Upstreamist in Action: In a Texas Clinic, Lawyers Are Health Care Providers [Health Begins]

 

Upstreamists are changemakers pioneering practices that improve health by blending medical and social care. In this series of profiles, HealthBegins highlights some of these bold leaders and their innovations, in settings large and small. Their stories show us that the journey upstream is not only necessary — it’s possible.

The People’s partnership began in 2012, when two puzzle pieces clicked together.

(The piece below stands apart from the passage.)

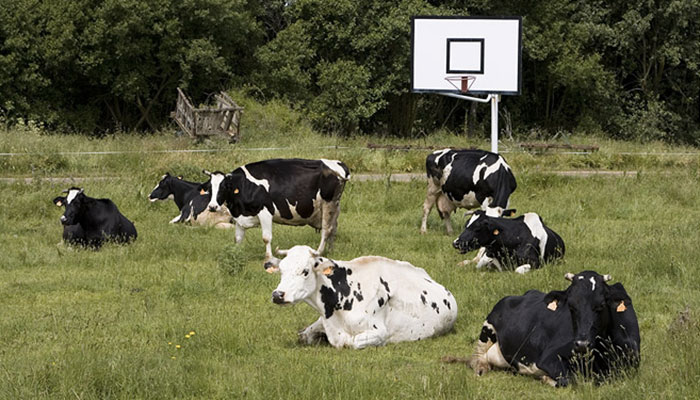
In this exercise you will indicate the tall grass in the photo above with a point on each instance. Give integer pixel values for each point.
(85, 324)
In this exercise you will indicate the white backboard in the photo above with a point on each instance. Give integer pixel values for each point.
(488, 48)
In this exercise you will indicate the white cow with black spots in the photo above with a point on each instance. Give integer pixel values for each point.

The clinic’s Chief Medical Officer, Dr. Louis Appel, a pediatrician with an interest in addressing the social determinants of health, and clinic CEO Regina Rogoff, a lawyer and former executive director of Legal Aid of Central Texas, had been trying to start an MLP but struggling to find funding and convince their board that legal care wasn’t mission-creep. Keegan Warren-Clem was a new law school graduate with an Equal Justice Works Fellowship, via the nonprofit Texas Legal Services Center, to start an MLP in Austin. All she needed was a place to do it.

When the three met, the match seemed obvious.
Despite the administrators’ wholehearted support, logistics and traditions set the program up for a slow start. Warren-Clem began as a clinic outsider trying to make her way in. She worked out of an office in a separate building, paying visits to providers with a 10-item screening questionnaire and a laminated information card.

The program has since evolved in essential ways. Warren-Clem, as well as two additional full-time lawyers, has her office right in the clinic. A single, universal screening questionnaire (which the lawyers helped develop) checks for unmet health-related legal and social needs. Referrals to legal care are made through the exact same system as referrals to medical care. And medical and select legal information are embedded side by side in patients’ electronic health records.

Paid protected time for “clinical champions” — originally three and now 13 staff members ranging from physicians to social workers to receptionists, who identify and address challenges within the program — has also helped the collaboration take root.